Un dispositif de vigilance désormais obligatoire
Désormais, chaque bureau de change devra mettre en place un système interne de vigilance et de surveillance proportionné à la taille de son activité, à la nature de sa clientèle et aux risques auxquels il est exposé. Ce dispositif impose notamment l’identification systématique des clients, qu’ils soient occasionnels ou habituels, ainsi que celle des bénéficiaires effectifs des opérations.
Les opérateurs sont également tenus de procéder au filtrage automatique des clients et des bénéficiaires effectifs en les comparant aux listes nationales liées aux infractions terroristes et aux listes de sanctions émanant du Conseil de sécurité des Nations unies.
La nouvelle réglementation impose aussi un suivi permanent des opérations de change manuel, afin de détecter sans délai toute transaction suspecte ou inhabituelle. Ces opérations devront être signalées immédiatement à la Commission tunisienne des analyses financières. Les bureaux de change devront en outre conserver l’ensemble des documents relatifs aux clients et aux opérations pendant une durée de dix ans, sur support papier ou électronique.
La circulaire prévoit également un volet consacré au renforcement des compétences internes. Les employés des bureaux de change devront être formés spécifiquement aux mécanismes de lutte contre le blanchiment d’argent, le financement du terrorisme et celui de la prolifération des armes de destruction massive.
Par ailleurs, les établissements concernés devront se doter d’un dispositif structuré d’identification et d’évaluation des risques, assorti de mesures concrètes pour en réduire l’impact. Une vigilance renforcée devra être appliquée aux relations d’affaires et aux opérations présentant un niveau de risque élevé.
Des sanctions prévues en cas de manquement
La Banque centrale de Tunisie se réserve le droit de sanctionner tout manquement à ces nouvelles obligations.
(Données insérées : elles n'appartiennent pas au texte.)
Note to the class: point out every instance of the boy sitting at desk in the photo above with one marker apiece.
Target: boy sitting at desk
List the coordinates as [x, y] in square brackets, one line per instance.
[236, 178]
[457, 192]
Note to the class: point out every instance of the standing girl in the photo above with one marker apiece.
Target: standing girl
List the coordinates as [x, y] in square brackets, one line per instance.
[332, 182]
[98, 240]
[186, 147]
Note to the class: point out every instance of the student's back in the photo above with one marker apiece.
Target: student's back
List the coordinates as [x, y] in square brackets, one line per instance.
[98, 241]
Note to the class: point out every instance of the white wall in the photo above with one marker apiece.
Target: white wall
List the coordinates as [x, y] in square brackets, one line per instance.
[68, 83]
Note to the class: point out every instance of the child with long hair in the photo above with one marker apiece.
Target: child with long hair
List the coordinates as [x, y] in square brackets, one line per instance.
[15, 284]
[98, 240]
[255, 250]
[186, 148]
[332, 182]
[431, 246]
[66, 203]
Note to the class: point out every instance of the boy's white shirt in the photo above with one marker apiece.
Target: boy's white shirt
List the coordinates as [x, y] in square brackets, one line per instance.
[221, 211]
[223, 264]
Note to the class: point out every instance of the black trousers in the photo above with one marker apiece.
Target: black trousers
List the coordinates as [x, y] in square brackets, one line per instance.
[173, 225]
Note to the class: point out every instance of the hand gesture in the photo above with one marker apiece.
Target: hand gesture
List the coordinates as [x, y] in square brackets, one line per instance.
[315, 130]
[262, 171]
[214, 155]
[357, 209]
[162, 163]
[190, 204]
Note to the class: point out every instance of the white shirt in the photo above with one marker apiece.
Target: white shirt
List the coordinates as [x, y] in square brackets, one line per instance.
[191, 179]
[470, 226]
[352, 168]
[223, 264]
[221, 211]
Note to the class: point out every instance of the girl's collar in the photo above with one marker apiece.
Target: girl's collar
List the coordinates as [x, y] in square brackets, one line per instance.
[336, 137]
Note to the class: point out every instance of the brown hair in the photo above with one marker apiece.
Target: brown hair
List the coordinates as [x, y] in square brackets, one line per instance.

L’arsenal disciplinaire prévu va de l’avertissement et du blâme jusqu’à l’interdiction d’exercer, en passant par la suspension temporaire de l’autorisation — pour une durée pouvant atteindre deux ans — voire son retrait définitif.
Cette décision s’inscrit dans un contexte de renforcement global des mécanismes nationaux de lutte contre les flux financiers illicites et de mise en conformité avec les standards internationaux. Les bureaux de change, considérés comme des acteurs sensibles dans la circulation des liquidités, se retrouvent ainsi soumis à un cadre de contrôle beaucoup plus strict et structuré.